When TiDB is running, you need to guarantee that at least one Pump is running normally.

To enable the TiDB Binlog service in TiDB server, use the -enable-binlog startup parameter in TiDB, or add enable=true to the [binlog] section of the TiDB server configuration file.

Make sure that the TiDB Binlog service is enabled in all TiDB instances in a same cluster, otherwise upstream and downstream data inconsistency might occur during data replication. If you want to temporarily run a TiDB instance where the TiDB Binlog service is not enabled, set run_ddl=false in the TiDB configuration file.

Drainer does not support the rename DDL operation on the table of ignore schemas (the schemas in the filter list).

If you want to start Drainer in an existing TiDB cluster, generally you need to make a full backup of the cluster data, obtain savepoint, import the data to the target database, and then start Drainer to replicate the incremental data from savepoint.

When the downstream database is TiDB or MySQL, ensure that the sql_mode in the upstream and downstream databases are consistent. In other words, the sql_mode should be the same when each SQL statement is executed in the upstream and replicated to the downstream. You can execute the select @@sql_mode; statement in the upstream and downstream respectively to compare sql_mode.

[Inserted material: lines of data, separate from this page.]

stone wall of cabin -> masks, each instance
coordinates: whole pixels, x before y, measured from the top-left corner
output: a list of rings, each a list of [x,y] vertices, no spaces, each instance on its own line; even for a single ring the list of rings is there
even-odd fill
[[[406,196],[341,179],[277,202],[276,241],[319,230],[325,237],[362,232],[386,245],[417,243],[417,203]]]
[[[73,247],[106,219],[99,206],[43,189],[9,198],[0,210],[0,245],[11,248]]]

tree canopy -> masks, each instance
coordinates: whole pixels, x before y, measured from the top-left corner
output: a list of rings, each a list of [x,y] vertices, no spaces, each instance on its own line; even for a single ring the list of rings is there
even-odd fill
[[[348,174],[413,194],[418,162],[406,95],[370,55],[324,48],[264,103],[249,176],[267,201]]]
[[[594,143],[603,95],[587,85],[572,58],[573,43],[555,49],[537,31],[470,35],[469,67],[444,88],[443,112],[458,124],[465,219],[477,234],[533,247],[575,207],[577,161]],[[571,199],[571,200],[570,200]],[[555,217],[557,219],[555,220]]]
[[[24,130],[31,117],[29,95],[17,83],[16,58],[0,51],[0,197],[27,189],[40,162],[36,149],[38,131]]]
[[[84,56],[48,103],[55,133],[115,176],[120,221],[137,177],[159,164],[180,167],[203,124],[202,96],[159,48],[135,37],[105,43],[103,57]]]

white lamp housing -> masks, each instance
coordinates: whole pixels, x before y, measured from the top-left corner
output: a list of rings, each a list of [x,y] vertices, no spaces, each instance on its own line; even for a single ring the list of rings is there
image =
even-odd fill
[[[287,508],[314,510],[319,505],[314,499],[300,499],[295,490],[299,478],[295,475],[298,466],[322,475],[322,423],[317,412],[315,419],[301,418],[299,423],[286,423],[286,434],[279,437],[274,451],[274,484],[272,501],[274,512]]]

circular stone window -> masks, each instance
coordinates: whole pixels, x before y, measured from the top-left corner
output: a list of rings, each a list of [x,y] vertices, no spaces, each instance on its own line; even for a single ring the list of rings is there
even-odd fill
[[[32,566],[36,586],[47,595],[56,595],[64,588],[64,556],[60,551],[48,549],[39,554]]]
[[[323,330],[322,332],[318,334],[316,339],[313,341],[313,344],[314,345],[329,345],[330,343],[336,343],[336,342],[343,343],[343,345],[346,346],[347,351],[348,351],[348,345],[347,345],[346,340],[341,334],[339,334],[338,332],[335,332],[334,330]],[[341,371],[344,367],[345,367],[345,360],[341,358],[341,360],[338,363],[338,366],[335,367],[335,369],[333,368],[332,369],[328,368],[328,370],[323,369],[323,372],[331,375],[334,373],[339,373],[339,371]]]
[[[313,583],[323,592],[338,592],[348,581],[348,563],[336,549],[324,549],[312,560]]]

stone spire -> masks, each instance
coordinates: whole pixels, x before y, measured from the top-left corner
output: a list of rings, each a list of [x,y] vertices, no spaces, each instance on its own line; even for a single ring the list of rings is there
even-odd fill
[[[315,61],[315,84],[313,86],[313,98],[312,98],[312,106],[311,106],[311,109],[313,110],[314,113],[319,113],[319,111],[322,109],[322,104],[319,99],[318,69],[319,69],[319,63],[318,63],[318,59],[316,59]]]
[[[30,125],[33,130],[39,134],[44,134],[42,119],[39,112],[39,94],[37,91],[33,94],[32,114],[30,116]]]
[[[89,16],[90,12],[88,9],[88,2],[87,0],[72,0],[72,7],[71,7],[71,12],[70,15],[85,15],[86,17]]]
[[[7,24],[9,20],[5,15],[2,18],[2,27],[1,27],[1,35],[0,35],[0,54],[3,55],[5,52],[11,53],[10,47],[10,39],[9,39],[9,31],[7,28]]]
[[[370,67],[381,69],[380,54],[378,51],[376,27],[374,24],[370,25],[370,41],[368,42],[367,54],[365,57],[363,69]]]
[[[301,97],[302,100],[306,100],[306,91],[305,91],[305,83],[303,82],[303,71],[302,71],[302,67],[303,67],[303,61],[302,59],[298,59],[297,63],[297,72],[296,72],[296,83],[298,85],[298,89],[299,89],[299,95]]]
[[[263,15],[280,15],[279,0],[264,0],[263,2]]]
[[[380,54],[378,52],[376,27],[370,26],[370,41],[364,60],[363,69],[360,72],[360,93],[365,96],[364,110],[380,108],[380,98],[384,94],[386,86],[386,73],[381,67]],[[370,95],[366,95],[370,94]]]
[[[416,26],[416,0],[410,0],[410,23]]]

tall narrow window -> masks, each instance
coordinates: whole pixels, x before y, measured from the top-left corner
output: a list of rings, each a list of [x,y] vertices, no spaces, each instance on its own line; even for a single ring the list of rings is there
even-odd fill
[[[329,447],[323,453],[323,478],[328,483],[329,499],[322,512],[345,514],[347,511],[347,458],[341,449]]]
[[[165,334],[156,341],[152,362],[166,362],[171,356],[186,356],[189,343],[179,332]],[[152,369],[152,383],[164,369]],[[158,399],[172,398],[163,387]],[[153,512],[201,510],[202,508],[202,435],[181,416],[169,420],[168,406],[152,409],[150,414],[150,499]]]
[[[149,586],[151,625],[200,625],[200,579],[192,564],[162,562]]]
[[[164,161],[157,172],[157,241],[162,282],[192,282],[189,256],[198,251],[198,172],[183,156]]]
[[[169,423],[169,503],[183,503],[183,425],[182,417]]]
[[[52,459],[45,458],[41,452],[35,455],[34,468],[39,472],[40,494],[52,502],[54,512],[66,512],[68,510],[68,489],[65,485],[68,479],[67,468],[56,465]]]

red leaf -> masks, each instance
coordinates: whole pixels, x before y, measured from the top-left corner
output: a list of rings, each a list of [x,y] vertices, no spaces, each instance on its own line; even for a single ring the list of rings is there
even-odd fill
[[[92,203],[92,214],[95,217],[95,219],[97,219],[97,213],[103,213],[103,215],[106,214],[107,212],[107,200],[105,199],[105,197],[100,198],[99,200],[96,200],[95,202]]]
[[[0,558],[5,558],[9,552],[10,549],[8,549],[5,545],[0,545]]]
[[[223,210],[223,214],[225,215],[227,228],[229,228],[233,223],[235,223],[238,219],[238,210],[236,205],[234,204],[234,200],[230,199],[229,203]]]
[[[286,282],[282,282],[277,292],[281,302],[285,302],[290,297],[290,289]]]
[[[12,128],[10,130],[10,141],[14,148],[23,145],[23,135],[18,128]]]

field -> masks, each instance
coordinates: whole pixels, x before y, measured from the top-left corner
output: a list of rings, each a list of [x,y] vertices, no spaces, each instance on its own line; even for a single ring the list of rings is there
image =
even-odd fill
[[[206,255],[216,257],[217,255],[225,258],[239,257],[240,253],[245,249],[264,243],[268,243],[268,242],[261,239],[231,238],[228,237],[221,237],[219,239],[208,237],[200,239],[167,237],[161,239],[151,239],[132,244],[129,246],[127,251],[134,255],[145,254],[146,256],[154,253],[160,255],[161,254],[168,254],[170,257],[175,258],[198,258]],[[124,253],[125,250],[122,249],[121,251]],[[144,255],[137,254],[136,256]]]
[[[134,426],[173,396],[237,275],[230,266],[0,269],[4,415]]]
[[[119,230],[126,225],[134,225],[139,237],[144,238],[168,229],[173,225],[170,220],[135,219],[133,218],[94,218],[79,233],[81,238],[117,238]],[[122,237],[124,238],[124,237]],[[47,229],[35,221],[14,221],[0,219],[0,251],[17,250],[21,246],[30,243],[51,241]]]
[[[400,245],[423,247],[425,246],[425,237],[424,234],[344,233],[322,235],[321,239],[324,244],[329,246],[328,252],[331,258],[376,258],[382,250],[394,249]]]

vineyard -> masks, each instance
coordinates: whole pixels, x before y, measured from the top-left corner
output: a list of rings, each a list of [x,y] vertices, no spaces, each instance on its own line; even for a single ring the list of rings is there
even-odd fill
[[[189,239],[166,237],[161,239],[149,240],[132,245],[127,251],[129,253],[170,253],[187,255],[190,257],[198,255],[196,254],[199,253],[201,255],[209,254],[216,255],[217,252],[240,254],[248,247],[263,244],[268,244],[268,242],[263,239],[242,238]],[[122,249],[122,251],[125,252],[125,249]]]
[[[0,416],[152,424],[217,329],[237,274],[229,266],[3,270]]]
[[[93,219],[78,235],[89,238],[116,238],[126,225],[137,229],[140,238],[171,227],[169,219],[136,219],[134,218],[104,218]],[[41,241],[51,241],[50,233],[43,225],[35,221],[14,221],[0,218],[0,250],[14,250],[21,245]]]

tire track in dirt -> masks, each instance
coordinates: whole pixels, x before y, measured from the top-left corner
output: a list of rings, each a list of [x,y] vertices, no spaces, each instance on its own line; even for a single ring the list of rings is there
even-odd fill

When a DDL statement is supported in the upstream but incompatible with the downstream, Drainer fails to replicate data. An example is to replicate the CREATE TABLE t1(a INT) ROW_FORMAT=FIXED; statement when the downstream database MySQL uses the InnoDB engine. In this case, you can configure skipping transactions in Drainer, and manually execute compatible statements in the downstream database.